Helen Garner, How to End a Story: Collected Diaries 1978–1998 (Text Publishing 2025)
– pages 194 to 353, mid 1986 to partway through 1988
Helen Garner’s diaries continue to give me joy, five pages first thing each day.
A lot has happened since my last post. The character known as V has appeared and Garner’s relationship with him has become a dominant narrative thread. Even if a kind blog-friend hadn’t sent me a key to some of the people in the diaries, I would have guessed that V is novelist Murray Bail, who was to become Garner’s third husband. At this stage they are besottedly in love and Helen is spending a lot of time travelling back and forth between her home on Melbourne and hotels and other temporary abodes in Sydney, where V lives.
Other things are happening. Books are published and reviewed (she mainly quotes the negative ones). She appears at literary festivals all over the world and converses with the famous. She writes a screenplay, probably for Last Days at Chez Nous. A benefactor gives her money to buy a small house in rural Victoria. She moves out of the home she has shared with her daughter. Other young people come and go in her life. She has a religious experience and someone she calls ‘my nun’ appears. It’s hard to believe that this is less than two years in a life.
In today’s reading, there are 24 entries, ranging in length from a single short sentence to half a page. She watches Passage to India on the television and goes to the Australian Opera production of La Forza del Destino. She and a woman writer friend have an alarming conversation with an unnamed male poet about child abuse. She records a dream or two. She writes about the stars in Primrose Gully (‘How small they were, how far away’) and the ‘astonishing beauty of Sydney in early winter’. (I just went walking in sunlit rain yesterday in Sydney in early winter, and I was astonished too.) She quarrels with the friend she lives with, ‘perhaps for the first time’. She records snippets of conversation, some overheard, some of which she is a part.

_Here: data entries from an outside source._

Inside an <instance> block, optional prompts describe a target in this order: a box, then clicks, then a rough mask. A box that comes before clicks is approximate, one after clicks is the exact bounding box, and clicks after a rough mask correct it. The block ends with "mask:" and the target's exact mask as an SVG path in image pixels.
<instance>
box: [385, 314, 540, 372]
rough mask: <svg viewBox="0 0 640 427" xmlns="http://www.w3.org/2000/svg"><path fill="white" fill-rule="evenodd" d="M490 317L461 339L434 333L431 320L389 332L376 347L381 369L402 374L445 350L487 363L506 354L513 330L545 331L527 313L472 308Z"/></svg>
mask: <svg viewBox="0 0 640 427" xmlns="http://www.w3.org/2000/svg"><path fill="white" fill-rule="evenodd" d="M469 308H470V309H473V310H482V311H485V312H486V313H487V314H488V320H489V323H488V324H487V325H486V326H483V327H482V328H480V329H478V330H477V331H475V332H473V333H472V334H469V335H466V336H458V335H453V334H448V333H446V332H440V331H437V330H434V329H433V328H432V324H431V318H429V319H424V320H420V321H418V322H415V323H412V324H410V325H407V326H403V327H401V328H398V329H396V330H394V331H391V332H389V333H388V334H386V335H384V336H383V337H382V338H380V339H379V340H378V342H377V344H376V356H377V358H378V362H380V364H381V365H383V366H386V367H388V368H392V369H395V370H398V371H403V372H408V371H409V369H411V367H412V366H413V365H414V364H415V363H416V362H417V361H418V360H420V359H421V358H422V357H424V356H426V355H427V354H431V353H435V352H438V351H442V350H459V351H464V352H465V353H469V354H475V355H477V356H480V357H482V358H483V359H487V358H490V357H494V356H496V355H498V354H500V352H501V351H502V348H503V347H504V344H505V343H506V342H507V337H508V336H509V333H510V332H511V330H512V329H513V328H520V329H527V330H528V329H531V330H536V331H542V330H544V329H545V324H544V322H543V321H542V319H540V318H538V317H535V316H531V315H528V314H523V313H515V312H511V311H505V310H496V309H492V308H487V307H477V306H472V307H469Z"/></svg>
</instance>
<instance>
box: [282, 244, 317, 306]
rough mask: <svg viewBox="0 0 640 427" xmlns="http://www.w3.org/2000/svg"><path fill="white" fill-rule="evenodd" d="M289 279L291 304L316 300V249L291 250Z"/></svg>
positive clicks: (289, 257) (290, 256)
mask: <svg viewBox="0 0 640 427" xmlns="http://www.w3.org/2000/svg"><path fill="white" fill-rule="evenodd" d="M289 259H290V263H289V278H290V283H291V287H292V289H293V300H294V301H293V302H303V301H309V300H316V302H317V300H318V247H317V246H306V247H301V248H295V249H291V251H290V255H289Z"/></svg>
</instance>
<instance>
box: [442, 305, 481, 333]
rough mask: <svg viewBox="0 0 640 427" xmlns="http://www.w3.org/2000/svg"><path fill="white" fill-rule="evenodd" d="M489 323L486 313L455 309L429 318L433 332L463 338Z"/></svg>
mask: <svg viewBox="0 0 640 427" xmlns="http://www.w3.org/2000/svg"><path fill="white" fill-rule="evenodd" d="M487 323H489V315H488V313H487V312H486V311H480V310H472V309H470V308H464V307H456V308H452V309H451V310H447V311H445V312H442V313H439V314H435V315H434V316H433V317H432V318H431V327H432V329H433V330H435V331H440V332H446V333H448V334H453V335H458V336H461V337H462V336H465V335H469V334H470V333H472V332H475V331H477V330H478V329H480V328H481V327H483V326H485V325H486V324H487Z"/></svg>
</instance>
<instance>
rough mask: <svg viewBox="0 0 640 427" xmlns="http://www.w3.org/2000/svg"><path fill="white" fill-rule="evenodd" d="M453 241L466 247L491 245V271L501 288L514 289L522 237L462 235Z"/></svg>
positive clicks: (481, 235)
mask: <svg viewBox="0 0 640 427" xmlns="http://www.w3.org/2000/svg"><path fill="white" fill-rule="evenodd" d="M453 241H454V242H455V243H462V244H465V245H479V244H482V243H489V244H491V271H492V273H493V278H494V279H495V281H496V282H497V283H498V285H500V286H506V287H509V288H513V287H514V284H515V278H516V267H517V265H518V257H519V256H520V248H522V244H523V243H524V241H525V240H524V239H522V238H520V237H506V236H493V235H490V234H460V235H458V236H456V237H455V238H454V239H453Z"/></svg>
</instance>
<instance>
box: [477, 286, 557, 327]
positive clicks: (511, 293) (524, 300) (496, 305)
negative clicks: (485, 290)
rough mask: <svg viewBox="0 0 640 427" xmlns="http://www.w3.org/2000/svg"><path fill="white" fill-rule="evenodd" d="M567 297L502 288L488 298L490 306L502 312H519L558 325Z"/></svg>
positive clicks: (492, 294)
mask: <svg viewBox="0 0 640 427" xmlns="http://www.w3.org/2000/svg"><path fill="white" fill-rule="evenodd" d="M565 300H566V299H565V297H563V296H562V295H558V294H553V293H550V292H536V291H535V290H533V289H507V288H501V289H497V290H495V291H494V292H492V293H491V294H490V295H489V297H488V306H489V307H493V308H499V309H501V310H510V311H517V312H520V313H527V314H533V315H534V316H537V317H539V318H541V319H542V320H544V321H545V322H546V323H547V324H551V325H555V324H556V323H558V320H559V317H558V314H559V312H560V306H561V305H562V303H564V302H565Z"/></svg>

Diaries are often places where people write their misgivings and doubts rather than their considered opinions. There’s a lot of that in the entries about V. If it was a movie the audience would be silently crying out, ‘Don’t do it, Helen! Get out while you can!’ In today’s reading alone, she receives a letter from him that makes her want to shake him and fantasise calling it all off. She visits an art gallery with him and finds it impossible to tell him why a particular painting means something to her, partly for fear that he’ll tease her and laugh at her. She imagines him reproaching her for her reading habits. And she agonises over what their affair means for his wife, though they don’t seem to be able to talk about that – as in this on page 253:
‘His father went to jail.’
‘What for?’
‘Theft, I think. Embezzling, maybe.’
‘Embezzling’s creepy, isn’t it,’ I said. ‘Worse than straight-out theft. It’s the betrayal of someone’s trust over a long period.’
Horrified that he might think I was referring obliquely to his behaviour towards his wife. But he didn’t seem to notice, and went on talking.
But every now and then, almost by accident, we get a glimpse of why she’s in the relationship:
In Neilsen Park the astonishing beauty of Sydney in early winter: tremendous towers of cloud coloured delicately in greys and pinks, boats sliding or toiling, clear cool air. How can that hard-looking mouth be so soft?
I believe Garner when she says she didn’t alter the text of these diaries except to protect people’s identities (though not all the identities are well protected). I expect that she left entries things out. I’m in awe of her moral fortitude in deciding over and over again what to leave in.
I am a man of settler heritage. I wrote this blog post on the astonishingly beautiful land of Gadigal and Wangal of the Eora Nation. I acknowledge their Elders past and present and welcome any First Nations readers.